In the conventional PA imaging technique the energy is deposited within PNPs by a short-pulsed laser, leading to thermal expansion of PNP and surrounding materials out of which the PA signal is generated. In order to achieve desirable results, the PNPs are irradiated at the LSPR wavelength peak; however, this on-resonance irradiation might lead to PNP melting or fragmentation.

In this study, instead of short-pulsed lasers, we use ultrashort-pulsed lasers (100 femtosecond - 2 picosecond) to interact with PNPs in PA imaging technique. The reason is that the ultrashort-pulsed lasers can provide high peak intensity with low pulse fluence. In addition, depending on the peak intensity, the ultrashort pulsed laser's interaction with matter can lead to highly localized free electron density (plasma) formation through nonlinear effects such as multiphoton and impact electron excitation [2]. Enhanced by the PNPs, the ultrashort-pulsed laser can cause plasma nucleation around the particles at even lower pulse fluences. Also in this process it is possible that a considerable number of electrons be ejected from the surface of PNPs due to thermionic emission in the materials and participate in the plasma generation. Once nucleated, the plasma can absorb more energy during the pulse and the energy deposition in plasma can be more than that within the PNP itself [3, 4]. The plasma nucleation can happen even if the PNPs are irradiated by an off-resonance wavelength where the filed enhancement is enough to generate plasma.

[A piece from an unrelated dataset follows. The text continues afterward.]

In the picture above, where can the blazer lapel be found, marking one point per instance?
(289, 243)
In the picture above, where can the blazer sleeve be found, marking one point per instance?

As a result, the energy absorption on the nucleated plasma within the PNPs’ surrounding material can be used as a source of energy for thermal expansion in PA imaging.

In this presentation, we show how the finite element analysis with COMSOL Multiphysics® software is used to simulate the significant impact of energy deposition in plasma surrounding the PNPs on PA wave propagation when PNPs are irradiated by ultrashort pulses [4]. To do this, the COMSOL software model is built based on the following physical phenomena that are one-way coupled: 1) optical properties of the PNP obtained from simulation of electromagnetic wave interaction with PNP and coupled through resistive heating due to laser pulse to; 2) two temperature model to analyze transient heat transfer in ultrafast regime and temperature increase calculation, where temperature is used as a coupling parameter to; 3) plasma dynamics and 4) structural mechanics analysis for linear thermal expansion, stress and strain calculation for the input as a boundary condition in acoustic-structure interaction for; 5) acoustic pressure wave propagation modeling.